Tuesday 2 July 2013

Asean reaffirms commitment to fight haze

Senior officials directed to consolidate initiatives, propose preventive steps
By Leonard Lim, The Straits Times, 1 Jul 2013

ASEAN yesterday showed its resolve to tackle the haze that has choked the region in recent weeks, by directing its senior officials to both consolidate current initiatives and recommend steps to prevent a recurrence.

A joint communique issued after the 10 foreign ministers met here also said there would be a progress report on these efforts to top leaders at the next ASEAN summit in October.

ASEAN also reaffirmed its commitment to establish effective monitoring, rapid response and firefighting systems. It called on countries which have not ratified a 2002 ASEAN Agreement on Transboundary Haze Pollution - Indonesia is the only one - to do so "expeditiously".

The consensus was worked out by foreign ministers from Singapore, Indonesia and Malaysia during an informal meeting last Saturday, and agreed to by the rest during yesterday's ASEAN Ministerial Meeting.

Last Saturday's meeting, which involved the three countries worst hit by the haze, took place at the suggestion of Singapore's Foreign Minister K. Shanmugam. He said the haze paragraph in the communique focuses on "the importance of putting out the fires, of monitoring, verifying to prevent recurrences in the future".

Details have yet to be worked out but Singapore has emphasised as recently as a week ago that the long-term solution is for Indonesian farmers to adopt a more sustainable method of clearing plantations.

While it may not be possible to totally stop poor farmers from slash-and-burn practices, Emeritus Senior Minister Goh Chok Tong said on Facebook that it "should be easy" to prevent commercial plantation owners from doing so next year.

"With satellite technology, new laws if necessary, and political will, smoking guns can be identified, confiscated and made to pay if they are fired," he wrote, on a day when the Pollutant Standards Index in Singapore fell to its lowest level in a fortnight.

Separately, Mr Shanmugam said Singapore, Malaysia and Indonesia had also agreed on a trilateral process where officials will look at what is happening on the ground and make recommendations on the way forward. These officials could come from the foreign affairs and environment ministries, and Indonesia's forestry ministry. The group will also give an update at the Asean summit.

Indonesia's Foreign Minister Marty Natalegawa said it was good to have an outcome that recognises the haze as an issue that must be addressed at the national level, and in synergy with regional efforts.

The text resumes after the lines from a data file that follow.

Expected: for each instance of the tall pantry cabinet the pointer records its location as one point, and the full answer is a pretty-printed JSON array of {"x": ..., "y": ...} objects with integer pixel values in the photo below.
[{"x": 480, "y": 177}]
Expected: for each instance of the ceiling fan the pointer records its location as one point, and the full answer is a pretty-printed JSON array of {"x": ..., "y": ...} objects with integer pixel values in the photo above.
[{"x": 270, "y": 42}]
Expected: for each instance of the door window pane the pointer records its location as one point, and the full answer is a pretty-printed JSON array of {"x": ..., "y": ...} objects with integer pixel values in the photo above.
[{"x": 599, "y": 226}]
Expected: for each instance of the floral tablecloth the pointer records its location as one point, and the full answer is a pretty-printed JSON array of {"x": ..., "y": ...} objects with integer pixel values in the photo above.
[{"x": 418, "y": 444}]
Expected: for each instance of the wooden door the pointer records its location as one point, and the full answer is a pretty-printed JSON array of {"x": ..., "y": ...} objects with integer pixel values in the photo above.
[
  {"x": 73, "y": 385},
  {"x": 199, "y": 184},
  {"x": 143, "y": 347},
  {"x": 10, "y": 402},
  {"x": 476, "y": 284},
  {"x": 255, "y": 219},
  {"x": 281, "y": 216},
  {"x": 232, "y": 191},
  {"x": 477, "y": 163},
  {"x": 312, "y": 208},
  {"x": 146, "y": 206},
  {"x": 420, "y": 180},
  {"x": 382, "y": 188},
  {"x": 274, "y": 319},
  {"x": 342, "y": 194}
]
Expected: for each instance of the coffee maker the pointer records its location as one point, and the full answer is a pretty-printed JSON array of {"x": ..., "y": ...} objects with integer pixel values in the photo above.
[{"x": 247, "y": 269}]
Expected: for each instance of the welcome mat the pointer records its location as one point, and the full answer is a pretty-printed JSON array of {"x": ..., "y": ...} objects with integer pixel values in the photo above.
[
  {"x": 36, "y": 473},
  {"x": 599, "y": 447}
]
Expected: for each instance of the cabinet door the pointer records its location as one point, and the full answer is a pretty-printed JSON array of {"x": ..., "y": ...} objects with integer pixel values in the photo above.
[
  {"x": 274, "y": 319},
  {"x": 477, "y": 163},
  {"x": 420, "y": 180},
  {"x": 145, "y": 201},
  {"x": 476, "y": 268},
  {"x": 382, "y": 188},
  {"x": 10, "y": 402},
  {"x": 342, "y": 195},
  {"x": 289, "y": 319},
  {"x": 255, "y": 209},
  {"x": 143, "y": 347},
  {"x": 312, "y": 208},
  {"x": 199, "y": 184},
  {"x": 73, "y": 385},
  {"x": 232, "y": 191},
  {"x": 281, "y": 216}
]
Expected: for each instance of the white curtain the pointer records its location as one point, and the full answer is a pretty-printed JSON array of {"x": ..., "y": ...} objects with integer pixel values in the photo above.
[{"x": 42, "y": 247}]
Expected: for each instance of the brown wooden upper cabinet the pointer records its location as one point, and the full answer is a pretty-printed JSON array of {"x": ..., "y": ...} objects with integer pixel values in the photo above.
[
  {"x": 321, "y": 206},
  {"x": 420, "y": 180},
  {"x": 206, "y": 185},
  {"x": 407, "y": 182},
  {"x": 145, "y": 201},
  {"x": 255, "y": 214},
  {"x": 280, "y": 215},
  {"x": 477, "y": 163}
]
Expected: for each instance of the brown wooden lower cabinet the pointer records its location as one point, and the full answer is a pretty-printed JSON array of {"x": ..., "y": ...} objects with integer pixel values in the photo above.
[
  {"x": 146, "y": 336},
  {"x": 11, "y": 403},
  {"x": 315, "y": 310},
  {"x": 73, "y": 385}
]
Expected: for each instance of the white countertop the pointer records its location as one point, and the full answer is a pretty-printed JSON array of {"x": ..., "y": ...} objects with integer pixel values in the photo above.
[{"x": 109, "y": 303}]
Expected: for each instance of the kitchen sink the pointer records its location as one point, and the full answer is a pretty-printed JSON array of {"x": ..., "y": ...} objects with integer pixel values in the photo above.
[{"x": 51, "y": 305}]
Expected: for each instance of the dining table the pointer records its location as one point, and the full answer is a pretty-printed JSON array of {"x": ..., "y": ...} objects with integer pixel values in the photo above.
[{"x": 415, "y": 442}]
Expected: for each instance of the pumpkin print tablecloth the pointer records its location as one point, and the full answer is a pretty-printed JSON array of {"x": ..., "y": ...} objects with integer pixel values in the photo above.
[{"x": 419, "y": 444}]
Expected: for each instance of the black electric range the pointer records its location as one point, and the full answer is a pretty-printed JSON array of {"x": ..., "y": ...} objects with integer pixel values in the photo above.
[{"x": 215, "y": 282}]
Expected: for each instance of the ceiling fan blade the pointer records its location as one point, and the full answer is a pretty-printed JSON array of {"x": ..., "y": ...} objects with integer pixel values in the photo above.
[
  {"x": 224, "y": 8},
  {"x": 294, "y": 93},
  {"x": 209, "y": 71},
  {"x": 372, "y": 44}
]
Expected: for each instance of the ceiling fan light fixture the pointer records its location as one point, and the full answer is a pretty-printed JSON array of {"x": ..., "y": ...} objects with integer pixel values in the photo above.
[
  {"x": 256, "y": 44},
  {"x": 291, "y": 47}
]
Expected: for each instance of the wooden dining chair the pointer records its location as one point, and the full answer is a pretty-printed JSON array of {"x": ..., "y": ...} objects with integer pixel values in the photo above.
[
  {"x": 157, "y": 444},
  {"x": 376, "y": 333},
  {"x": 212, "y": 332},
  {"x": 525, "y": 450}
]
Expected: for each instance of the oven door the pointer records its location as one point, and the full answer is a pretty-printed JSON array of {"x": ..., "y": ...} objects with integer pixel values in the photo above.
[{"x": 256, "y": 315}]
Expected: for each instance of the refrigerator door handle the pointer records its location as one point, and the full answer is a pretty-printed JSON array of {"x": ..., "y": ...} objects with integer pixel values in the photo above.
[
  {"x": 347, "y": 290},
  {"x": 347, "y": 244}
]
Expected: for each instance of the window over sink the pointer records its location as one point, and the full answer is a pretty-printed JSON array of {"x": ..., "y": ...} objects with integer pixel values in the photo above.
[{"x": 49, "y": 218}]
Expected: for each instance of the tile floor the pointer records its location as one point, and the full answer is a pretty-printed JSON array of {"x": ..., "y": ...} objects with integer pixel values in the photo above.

Asked if Singapore's objectives had been achieved, Mr Shanmugam said: "What you really want is for the entire region to be free of haze, and that will involve actions over a period of time."

The challenge would be in implementation but "I would say our views as to how Asean needs to deal with it have come true".

Meanwhile, a spokesman for Indonesia's National Disaster Mitigation Agency said the number of hot spots has fallen from a peak of 265 last Monday to one last Saturday.

ESM Goh also thanked Indonesia's President Susilo Bambang Yudhoyono for showing will, graciousness and dignified statesmanship in dealing with the haze.

"This is appreciated, in contrast with the boorish remarks of some of his ministers," he added.

ESM Goh thanks SBY for efforts to tackle haze problem
TODAY, 1 Jul 2013

Emeritus Senior Minister Goh Chok Tong yesterday thanked Indonesia’s President Susilo Bambang Yudhoyono for showing “will, graciousness and dignified statesmanship” in dealing with the haze problem.

Writing on Facebook, Mr Goh noted that the number of hot spots in Sumatra had dropped and the Pollutant Standards Index reading was in the moderate range.

He attributed the improvement in the haze situation to “rain, wind direction change and the Indonesian President’s directive to his ministers to put out the many fires”.

Mr Goh added that Mr Yudhoyono’s efforts were “appreciated, in contrast with the boorish remarks of some of his ministers”.

Going forward, Mr Goh reiterated that “prevention is better than cure”. “It may not be possible to totally stop poor farmers from their slash-and-burn practice but it should be easy to prevent commercial plantation owners from doing so,” he said.

“With satellite technology, new laws if necessary and political will, smoking guns can be identified, confiscated and made to pay if they are fired.”

Asean 'back on track' to fight haze
All 10 members on board as part of solution: Jakarta
By Leonard Lim, The Straits Times, 3 Jul 2013

ASEAN is back on track to tackle the haze issue with all 10 members on board as part of the solution, Indonesia's Foreign Minister Marty Natalegawa told The Straits Times yesterday at the close of meetings with his counterparts.

He praised the Asean spirit and pointed to good "building blocks" that have been put in place to tackle the air pollution which plagues the region around this time each year. The source of the problem is the Indonesian farmers and plantation companies which resort to fire to clear their land.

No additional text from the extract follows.